Put the diced tomatoes and water in a bowl and mix well. Pour everything gently and carefully over the contents of the pot, so that the liquid fills the pot evenly. Place the eggplant slices on top of the liquid, and if you want to add a little more flavor, you can put a small bunch of thyme.
Wet parchment paper, crumple it and squeeze it well. Open the parchment paper and arrange it over the entire surface of the liquid in the pot, cover it with a lid and put it in the oven to bake.
Start by baking for 60 minutes at 355°F (180°C). After 1 hour, you can lower the oven heat to 285-300°F (150-140°C) overnight or leave the oven at 355°F (180°C) for another 30 minutes.

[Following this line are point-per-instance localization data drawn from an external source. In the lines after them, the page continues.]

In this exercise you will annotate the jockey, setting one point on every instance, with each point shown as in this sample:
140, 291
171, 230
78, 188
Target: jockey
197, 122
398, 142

After 1½ hours in the oven, our pot will be ready. Short and long baking will give softer chicken and depth of flavors.
Take it out of the oven straight to the dining table, remove the lid and the parchment paper and serve with great joy.
A little extra from me:
- I seasoned the salad that I served alongside the cholent with a perfect vinaigrette sauce that contains:
¼ cup of olive oil, juice of a whole lemon, ½ teaspoon of salt, 1 tablespoon of maple syrup / honey, a pinch of white pepper (optional).
- You can keep the cholent in the fridge in a sealed box for 4-5 days.
- You can make the cholent without the chicken for a wonderful vegan version.
- You can add other legumes that you like to the cholent.
- I recommend choosing legumes that are ready to eat or prepare them in advance.